第85話 感想と装備の見直し(1)
「試してみた感想はどうだった?」
ダンジョンへの挑戦を終え、家に戻って落ち着いたところで美冬ちゃんへと問い掛ける。
結局、今日のお試しは第2階層で終わらずに、第3階層まで足を伸ばすことになった。
「そうですね。思っていたよりも簡単に感じました。ただ、ゾンビはもう相手にしたくないですが」
座布団に座り、麦茶を手にした美冬ちゃんから返事が返ってくる。
既に装備は外しているし、なんなら軽くシャワーを浴びて汗も流し終えた後なので、かなりラフな格好になっている。
「まあ、ゾンビについては俺も同感かな。でも、先に進むにはアレを相手にしないといけないんだよ……。しかも、あいつらは第3階層だけじゃなく、第4階層の迷宮エリアにもいるからね」
「2階層続けて出るんですか……。ん?というか、達樹さんは第4階層の迷宮エリアに入ったんですか?」
「えっ、あ、まあ、様子見としてね。とりあえず、強さ的には第3階層にいたのと大差なかったよ。どちらかというと、迷宮エリアの通路の狭さのほうが問題になるかもしれないね」
「いや、何を考えているんですかっ!迷宮エリアに1人で入るなんて危険すぎますっ!」
「い、いや、本当に様子見だけだったから」
予想外に強い美冬ちゃんからの非難に、ついつい第4階層では様子見しかしていないと返してしまった。
この様子だと、行き止まりだったとはいえ、迷宮エリアの先まで到達したことは黙っていたほうが良さそうだ。
「たとえ、様子見であっても1人で入るのはあり得ませんっ!」
「いや、でも、迷宮エリアでも日をまたぎさえしなければ、マッピングだって有効だし、時間さえ気を付けて入ればそこまで危険ではないよ」
これに関しては、本当のことだ。確かに、俺自身も試しに入ってみるまでは、迷宮エリアを過剰に危険視していたが、実際に入ってみるとそこまで危険はなさそうだと思うようになっている。
まあ、ソロだとマッピングが手間だし、万が一マッピングを失敗していた場合に面倒なことになりかねないから、楽観視しすぎるのも問題だとは思うが。
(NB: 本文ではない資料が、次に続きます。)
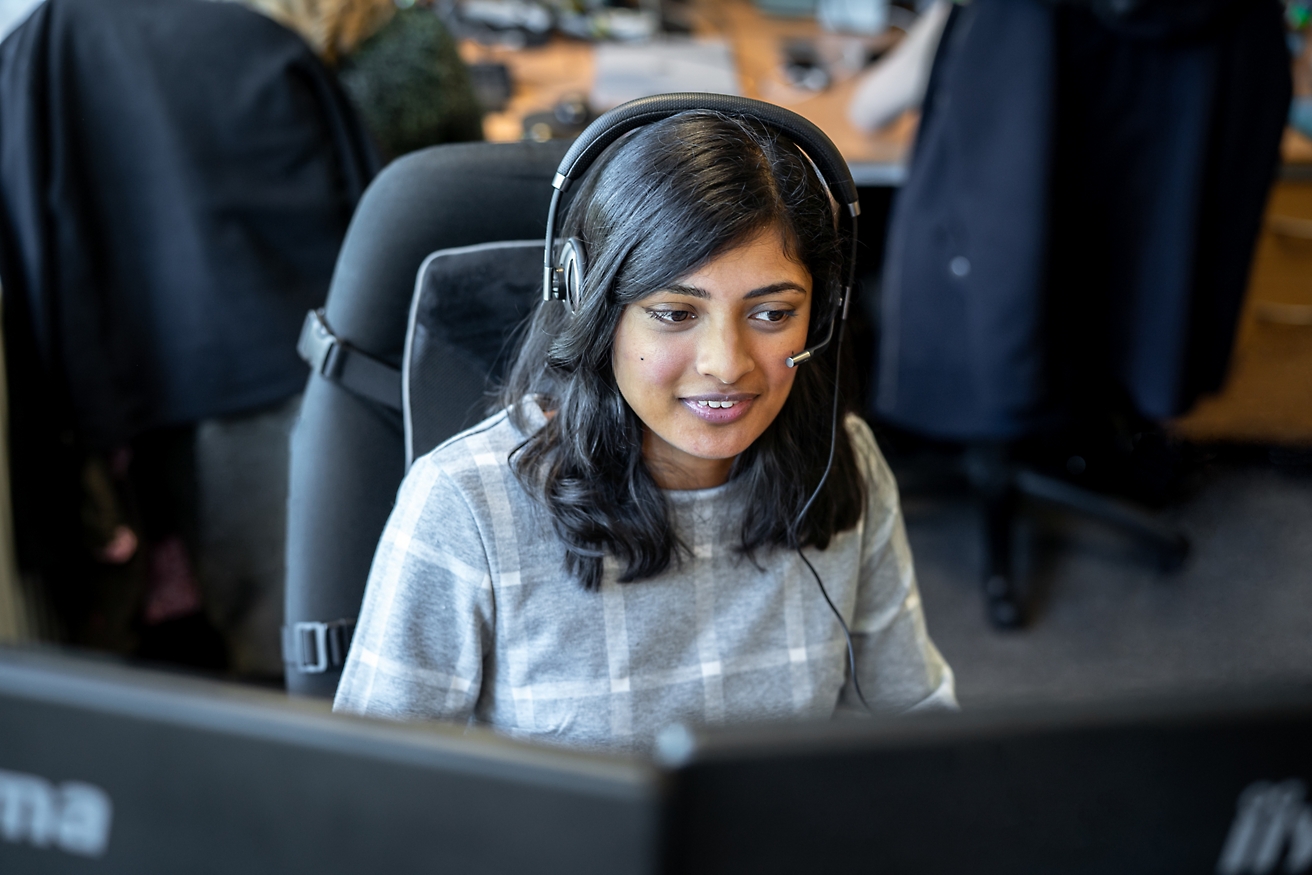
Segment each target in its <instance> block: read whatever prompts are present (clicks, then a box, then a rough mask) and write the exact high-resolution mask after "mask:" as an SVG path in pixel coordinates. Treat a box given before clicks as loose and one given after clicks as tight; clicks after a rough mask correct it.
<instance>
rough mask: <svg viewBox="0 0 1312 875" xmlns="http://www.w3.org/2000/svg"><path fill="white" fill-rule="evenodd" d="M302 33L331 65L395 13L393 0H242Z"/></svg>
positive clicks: (382, 26) (318, 53)
mask: <svg viewBox="0 0 1312 875" xmlns="http://www.w3.org/2000/svg"><path fill="white" fill-rule="evenodd" d="M241 1H243V3H245V4H247V5H248V7H251V8H252V9H257V10H258V12H262V13H264V14H266V16H269V17H270V18H273V20H274V21H277V22H278V24H281V25H283V26H285V28H290V29H291V30H295V31H297V33H298V34H300V37H302V39H304V41H306V42H307V43H310V47H311V49H314V50H315V54H318V55H319V56H320V58H323V59H324V60H325V62H328V63H329V64H336V63H337V60H338V59H341V58H344V56H346V55H349V54H352V52H353V51H354V50H356V47H357V46H358V45H359V43H362V42H363V41H365V39H369V38H370V37H373V35H374V34H375V33H378V31H379V30H380V29H382V28H383V25H386V24H387V22H388V21H391V17H392V16H394V14H395V13H396V4H395V1H394V0H241Z"/></svg>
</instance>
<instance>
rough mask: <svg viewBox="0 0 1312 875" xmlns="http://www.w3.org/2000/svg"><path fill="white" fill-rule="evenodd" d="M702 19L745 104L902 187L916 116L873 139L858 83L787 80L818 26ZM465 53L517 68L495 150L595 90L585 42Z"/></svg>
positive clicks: (697, 5) (481, 48)
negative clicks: (817, 132)
mask: <svg viewBox="0 0 1312 875" xmlns="http://www.w3.org/2000/svg"><path fill="white" fill-rule="evenodd" d="M694 12H695V20H694V21H695V24H694V34H695V35H698V37H720V38H723V39H726V41H727V42H728V43H729V47H731V49H732V51H733V58H735V60H736V63H737V72H739V80H740V83H741V85H743V93H744V96H747V97H756V98H758V100H765V101H769V102H771V104H778V105H779V106H786V108H787V109H791V110H792V112H795V113H798V114H799V115H804V117H806V118H808V119H810V121H812V122H815V123H816V125H817V126H819V127H820V129H821V130H823V131H824V132H825V134H828V135H829V138H830V139H832V140H833V142H834V144H836V146H837V147H838V150H840V151H841V152H842V153H844V156H845V157H846V159H848V164H849V167H851V173H853V177H855V180H857V184H858V185H897V184H900V182H901V180H903V177H904V176H905V164H904V161H905V159H907V152H908V150H909V146H911V143H912V138H913V136H914V132H916V115H914V113H907V114H905V115H904V117H903V118H900V119H899V121H896V122H893V123H892V125H890V126H888V127H887V129H884V130H883V131H879V132H875V134H865V132H862V131H859V130H857V129H855V127H854V126H853V125H851V122H849V121H848V112H846V110H848V104H849V102H850V100H851V94H853V92H854V91H855V87H857V80H855V79H854V77H853V79H848V80H846V81H840V83H837V84H834V85H832V87H830V88H828V89H825V91H823V92H819V93H815V92H808V91H803V89H799V88H794V87H792V85H790V84H789V83H787V81H786V80H785V79H783V72H782V63H781V60H782V52H781V43H782V41H783V39H785V38H789V37H813V35H819V34H820V33H821V29H820V26H819V25H817V24H816V22H815V21H810V20H796V18H774V17H770V16H765V14H762V13H761V12H760V10H757V9H756V8H754V7H753V5H752V4H750V1H749V0H701V1H699V3H697V4H694ZM461 52H462V55H463V56H464V59H466V60H468V62H474V60H496V62H501V63H504V64H506V66H508V67H509V68H510V75H512V77H513V80H514V93H513V94H512V97H510V101H509V104H508V105H506V109H505V110H504V112H500V113H492V114H489V115H487V117H485V118H484V121H483V132H484V136H487V139H489V140H492V142H499V143H504V142H513V140H518V139H520V138H521V135H522V131H523V127H522V119H523V117H525V115H527V114H530V113H537V112H543V110H547V109H550V108H551V106H552V105H554V104H556V102H558V101H559V100H560V98H562V97H564V96H565V94H569V93H584V94H586V93H588V91H589V89H590V87H592V79H593V67H594V66H593V46H592V45H589V43H585V42H579V41H572V39H554V41H552V42H550V43H548V45H546V46H542V47H538V49H522V50H510V49H488V47H484V46H478V45H474V43H468V42H467V43H464V45H462V46H461Z"/></svg>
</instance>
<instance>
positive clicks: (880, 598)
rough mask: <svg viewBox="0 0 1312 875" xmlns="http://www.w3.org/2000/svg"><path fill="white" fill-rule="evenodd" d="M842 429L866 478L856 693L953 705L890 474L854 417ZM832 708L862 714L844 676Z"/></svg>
mask: <svg viewBox="0 0 1312 875" xmlns="http://www.w3.org/2000/svg"><path fill="white" fill-rule="evenodd" d="M848 433H849V434H850V436H851V445H853V451H854V453H855V455H857V460H858V464H859V466H861V470H862V475H863V478H865V481H866V516H865V526H863V529H862V543H861V572H859V579H858V582H857V602H855V609H854V613H853V618H851V641H853V649H854V651H855V656H857V674H858V677H859V678H861V691H862V694H863V695H865V697H866V702H867V703H869V704H870V707H871V708H872V710H875V711H892V712H901V711H911V710H922V708H955V707H956V693H955V685H954V678H953V669H951V668H950V666H949V665H947V662H946V661H945V660H943V657H942V656H941V655H939V652H938V648H937V647H934V641H933V640H930V638H929V632H928V631H926V628H925V614H924V610H922V609H921V602H920V589H918V586H917V585H916V569H914V565H913V564H912V556H911V546H909V544H908V543H907V529H905V526H904V523H903V516H901V504H900V502H899V500H897V483H896V480H895V479H893V472H892V471H891V470H890V468H888V463H887V462H886V460H884V457H883V454H882V453H880V451H879V447H878V446H876V445H875V437H874V434H871V432H870V426H869V425H866V424H865V422H863V421H862V420H861V418H859V417H855V416H851V417H849V418H848ZM838 711H840V712H851V711H857V712H863V711H865V708H863V707H862V706H861V701H859V699H858V698H857V694H855V690H854V689H853V685H851V681H850V678H849V681H848V683H846V685H845V686H844V690H842V694H841V697H840V701H838Z"/></svg>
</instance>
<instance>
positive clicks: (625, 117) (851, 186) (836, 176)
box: [542, 92, 870, 711]
mask: <svg viewBox="0 0 1312 875" xmlns="http://www.w3.org/2000/svg"><path fill="white" fill-rule="evenodd" d="M689 110H703V112H714V113H719V114H723V115H729V117H740V118H749V119H752V121H754V122H758V123H761V125H762V126H765V127H768V129H770V130H774V131H777V132H779V134H785V135H787V136H789V138H790V139H791V140H792V142H794V143H795V144H796V146H798V148H799V150H802V152H803V155H804V156H806V157H807V159H808V160H810V161H811V165H812V167H813V168H815V171H816V173H817V176H819V177H820V181H821V182H824V185H825V188H827V189H828V192H829V194H830V197H832V198H833V199H834V201H836V202H837V203H838V206H840V207H841V209H844V210H845V211H846V214H848V220H849V231H850V235H851V248H850V252H849V254H848V261H846V264H845V265H844V270H841V272H840V277H844V278H845V279H844V285H842V290H841V293H840V295H838V299H837V300H836V302H834V307H833V312H832V314H830V317H829V320H828V323H829V324H828V331H827V332H825V336H824V340H821V341H820V342H819V344H815V345H813V346H808V348H807V349H804V350H803V352H800V353H798V354H796V356H789V357H787V358H785V359H783V361H785V363H786V365H787V366H789V367H796V366H798V365H802V363H803V362H807V361H810V359H811V358H812V357H813V356H815V354H816V353H819V352H821V350H823V349H825V348H827V346H828V345H829V342H830V341H832V340H833V337H834V327H836V324H837V328H838V349H840V350H841V348H842V327H844V325H845V324H846V321H848V307H849V304H850V303H851V290H853V286H854V279H855V273H857V216H859V215H861V202H859V199H858V197H857V184H855V181H853V178H851V169H850V168H849V167H848V163H846V161H845V160H844V157H842V153H840V152H838V148H837V147H836V146H834V144H833V142H832V140H830V139H829V138H828V136H827V135H825V132H824V131H821V130H820V129H819V127H816V126H815V125H813V123H811V122H810V121H807V119H806V118H803V117H800V115H798V114H796V113H794V112H791V110H787V109H783V108H782V106H775V105H774V104H766V102H764V101H758V100H750V98H747V97H735V96H731V94H711V93H695V92H694V93H670V94H656V96H655V97H640V98H638V100H634V101H628V102H627V104H622V105H619V106H617V108H615V109H611V110H609V112H606V113H604V114H601V115H600V117H597V119H596V121H593V122H592V123H590V125H588V127H586V129H584V131H583V134H580V135H579V139H576V140H575V142H573V144H572V146H571V147H569V151H568V152H565V156H564V157H563V159H562V160H560V167H559V168H556V174H555V177H554V178H552V180H551V188H552V189H555V190H554V192H552V193H551V206H550V207H548V209H547V239H546V243H544V245H543V253H542V299H543V300H544V302H551V300H559V302H562V303H563V304H564V307H565V308H567V310H568V311H569V312H571V314H575V312H577V311H579V307H580V299H581V295H583V285H584V279H585V277H586V274H588V252H586V247H585V245H584V243H583V241H581V240H579V239H577V237H569V239H567V240H563V241H560V243H559V244H558V241H556V237H555V232H556V214H558V211H559V209H560V195H562V194H564V193H565V192H568V190H569V186H571V185H573V184H575V182H576V181H577V180H579V178H580V177H581V176H583V174H584V173H585V172H586V171H588V168H589V167H592V164H593V163H594V161H596V160H597V157H598V156H600V155H601V153H602V152H605V151H606V147H609V146H610V144H611V143H614V142H615V140H618V139H619V138H621V136H623V135H625V134H627V132H630V131H632V130H635V129H639V127H643V126H646V125H652V123H655V122H659V121H663V119H665V118H669V117H672V115H677V114H678V113H685V112H689ZM838 358H840V359H841V356H840V357H838ZM833 388H834V391H833V415H832V422H830V432H829V459H828V462H827V463H825V468H824V474H823V475H821V476H820V481H819V483H817V484H816V487H815V489H813V491H812V493H811V497H810V499H807V502H806V505H803V508H802V512H800V513H799V514H798V518H796V519H795V521H794V523H792V530H794V531H796V529H799V527H800V525H802V521H803V519H804V518H806V516H807V512H808V510H810V509H811V505H812V504H813V502H815V500H816V496H819V495H820V489H821V488H823V487H824V484H825V481H827V480H828V479H829V471H830V468H832V467H833V455H834V441H836V438H837V429H838V367H837V366H836V367H834V387H833ZM798 555H799V556H802V561H803V563H806V565H807V568H808V569H810V571H811V575H812V576H813V577H815V581H816V584H817V585H819V588H820V594H821V596H824V600H825V603H827V605H828V606H829V610H830V611H833V615H834V617H836V618H837V619H838V624H840V626H841V627H842V634H844V638H845V639H846V643H848V665H849V669H850V672H851V681H853V687H854V689H855V691H857V697H858V698H859V699H861V703H862V706H865V708H866V710H867V711H870V706H869V704H867V703H866V697H865V695H863V694H862V691H861V682H859V680H858V678H857V656H855V651H854V648H853V644H851V632H850V631H849V628H848V623H846V621H844V619H842V614H840V613H838V609H837V607H836V606H834V603H833V601H832V600H830V598H829V593H828V592H827V590H825V586H824V581H821V580H820V575H819V573H817V572H816V569H815V567H813V565H812V564H811V560H810V559H807V558H806V554H803V552H802V548H800V547H798Z"/></svg>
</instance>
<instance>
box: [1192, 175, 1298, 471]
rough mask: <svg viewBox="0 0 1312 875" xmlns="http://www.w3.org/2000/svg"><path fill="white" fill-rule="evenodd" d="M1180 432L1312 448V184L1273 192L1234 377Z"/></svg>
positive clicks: (1235, 342) (1267, 216)
mask: <svg viewBox="0 0 1312 875" xmlns="http://www.w3.org/2000/svg"><path fill="white" fill-rule="evenodd" d="M1176 426H1177V430H1178V433H1179V434H1181V437H1185V438H1189V439H1194V441H1237V442H1256V443H1275V445H1298V446H1308V445H1312V181H1302V180H1299V181H1294V180H1286V181H1282V182H1279V184H1278V185H1277V186H1275V189H1273V192H1271V199H1270V203H1269V205H1267V210H1266V218H1265V220H1263V223H1262V232H1261V236H1260V237H1258V241H1257V249H1256V251H1254V254H1253V270H1252V275H1250V279H1249V289H1248V296H1246V299H1245V302H1244V310H1242V312H1241V315H1240V323H1239V329H1237V336H1236V341H1235V352H1233V356H1232V357H1231V369H1229V376H1228V378H1227V380H1225V386H1224V387H1223V388H1221V391H1220V392H1219V394H1216V395H1214V396H1211V397H1204V399H1203V400H1202V401H1200V403H1199V404H1198V407H1197V408H1195V409H1194V411H1193V412H1191V413H1189V415H1187V416H1185V417H1182V418H1181V420H1178V421H1177V422H1176Z"/></svg>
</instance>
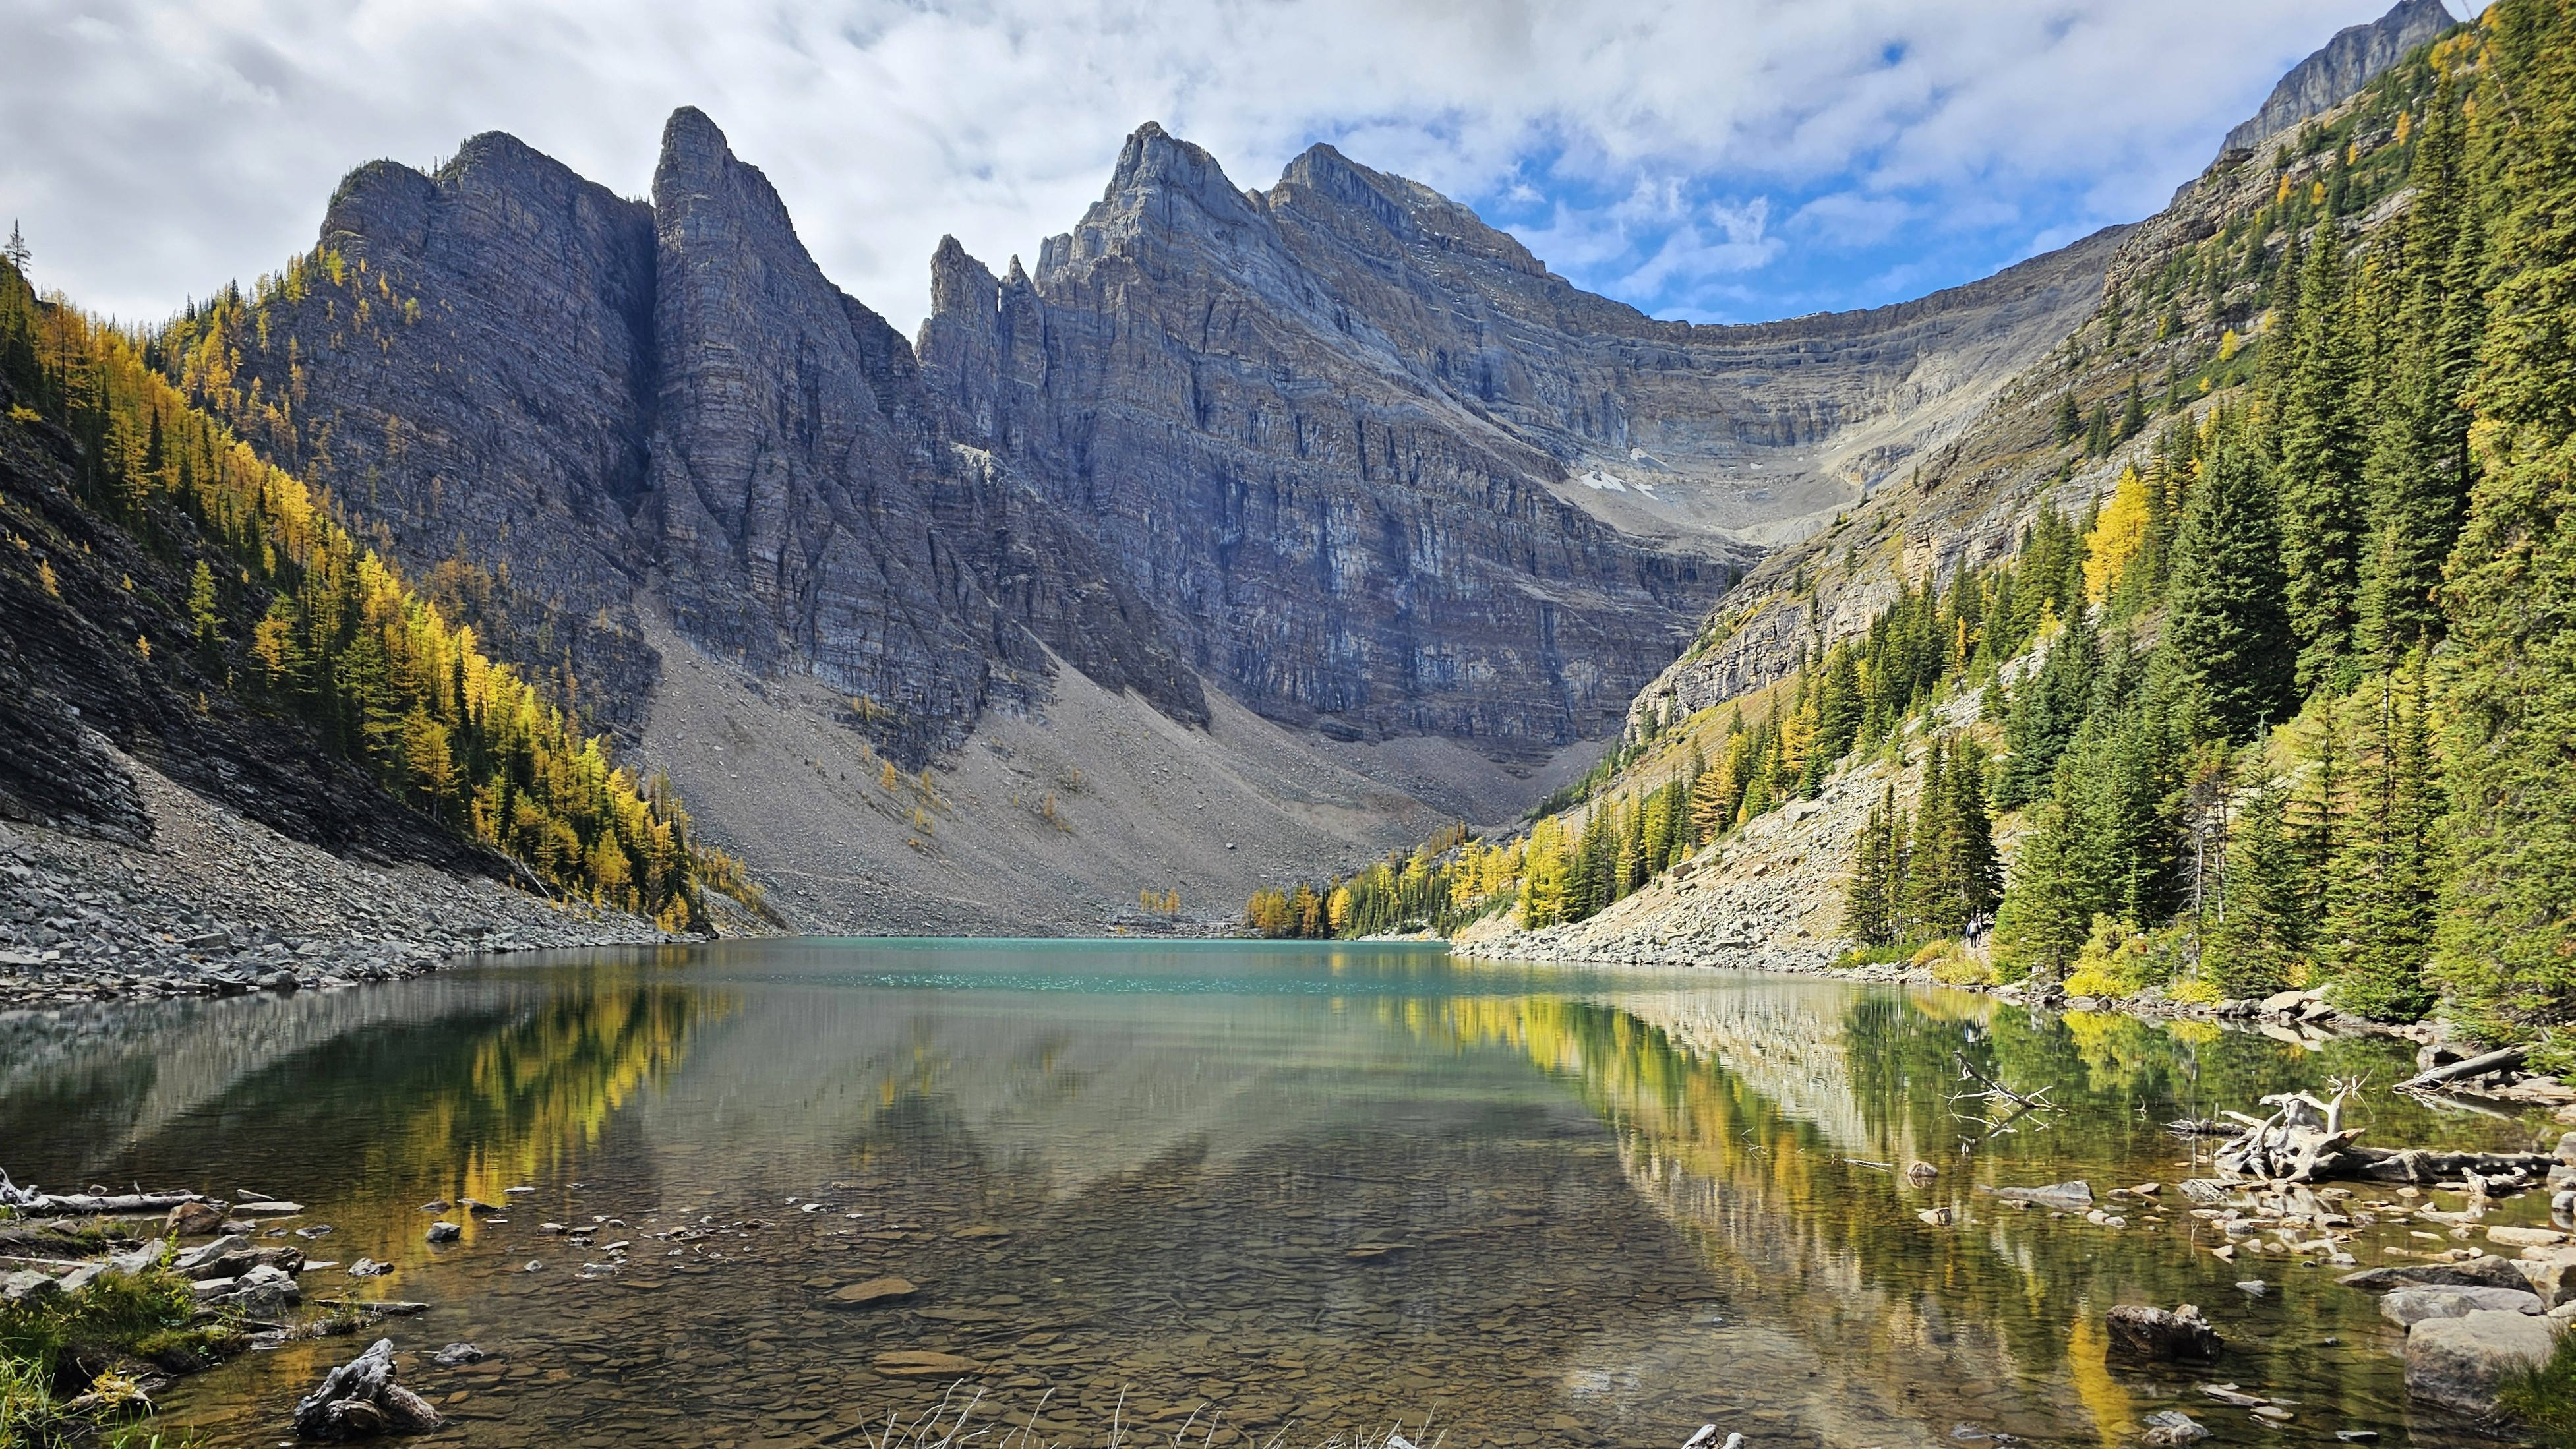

その後も怒りが収まらない美冬ちゃんに対し、ソロで迷宮エリアに入らないことを約束することでどうにか許してもらえた。
「はぁ、私はなぜまだ会社を辞められていないのでしょうか」
夕食後、家に帰るという段階になって、美冬ちゃんが憂鬱そうにそんなことをつぶやく。
明日は普通に平日なので、未だに会社をやめることができていない彼女は翌日の朝から出社しないといけない。だからこその嘆きなのだろうが、あいにくと俺にしてあげられることはない。
「でも、もうすぐ辞められるんでしょ?だったら、あと少しの間だけ頑張ってみなよ」
「他人事だと思って……。達樹さんはいいですよね、希望通りにすぐに辞めることができたんですから」
「ハハハ」
一応、何か言葉をかけるべきかと思って口にしてみたものの、気持ちがこもっていないことが完全に見透かされてしまっている。
とはいえ、あっさり辞めることができるというのも、それはそれで微妙だと思う。あれはあれで、自分が必要とされていなかったのではないかと思ってしまうから。
まあ、これに関しては、ないものねだりというか、隣の芝生は、ということなんだろうが。
そんなことを考えつつ、愚痴をこぼしながら渋々帰っていく美冬ちゃんを見送ることになった。